The judge presides over the trial from a desk, called a bench, on an elevated platform. The judge has five basic tasks. The first is simply to preside over the proceedings and see that order is maintained. The second is to determine whether any of the evidence that the parties want to use is illegal or improper. Third, before the jury begins its deliberations about the facts in the case, the judge gives the jury instructions about the law that applies to the case and the standards it must use in deciding the case. Fourth, in bench trials, the judge must also determine the facts and decide the case. The fifth is to sentence convicted criminal defendants.
The lawyers for each party will either be sitting at the counsel tables facing the bench or be speaking to the judge, a witness, or the jury. Each lawyer's task is to bring out the facts that put his or her client's case in the most favorable light, but do so using approved legal procedures. In criminal cases, one of the lawyers works for the executive branch of the government, which is the branch that prosecutes cases on behalf of society. In federal criminal cases, that lawyer is the U.S. Attorney or an assistant U.S. attorney. On relatively rare occasions, defendants in criminal cases or parties in civil cases attempt to present their cases themselves, without using a lawyer. Parties who act on their own behalf are said to act pro se, a Latin phrase meaning "on one's own behalf."
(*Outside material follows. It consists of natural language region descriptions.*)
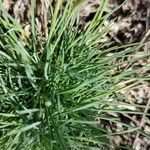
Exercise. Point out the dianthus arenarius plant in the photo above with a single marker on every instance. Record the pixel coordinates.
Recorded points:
(57, 98)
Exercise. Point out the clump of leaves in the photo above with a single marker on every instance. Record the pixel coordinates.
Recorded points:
(57, 97)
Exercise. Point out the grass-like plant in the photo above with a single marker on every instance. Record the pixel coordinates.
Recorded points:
(57, 98)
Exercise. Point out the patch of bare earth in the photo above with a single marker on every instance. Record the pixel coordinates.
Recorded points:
(132, 24)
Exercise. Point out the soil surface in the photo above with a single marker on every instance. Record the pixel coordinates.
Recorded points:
(131, 24)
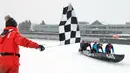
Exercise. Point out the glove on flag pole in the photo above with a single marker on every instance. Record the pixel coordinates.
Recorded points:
(68, 28)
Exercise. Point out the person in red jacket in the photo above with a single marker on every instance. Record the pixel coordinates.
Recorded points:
(10, 39)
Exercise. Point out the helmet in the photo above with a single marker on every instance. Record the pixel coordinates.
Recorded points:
(100, 44)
The parties may or may not be present at the counsel tables with their lawyers. Defendants in criminal cases have a constitutional right to be present. Parties in civil cases may be present if they wish, but are often absent.
Witnesses give testimony about the facts in the case that are in dispute. During their testimony, they sit on the witness stand, facing the courtroom. Because the witnesses are asked to testify by one party or the other, they are often referred to as plaintiff's witnesses, government's witnesses, or defense witnesses.
The Courtroom Deputy
The courtroom deputy, who is usually seated near the judge, administers the oaths to the witnesses, marks the exhibits, and generally helps the judge keep the trial running smoothly.
The Court Reporter
The court reporter sits near the witness stand and usually types the official record of the trial (everything that is said or introduced into evidence) on a stenographic machine. Federal law requires that a word-for-word record be made of every trial. The court reporter also produces a written transcript of the proceedings if either party appeals the case or requests a transcript to review. However, transcripts will not be available to jurors because there is not enough time to create a transcription.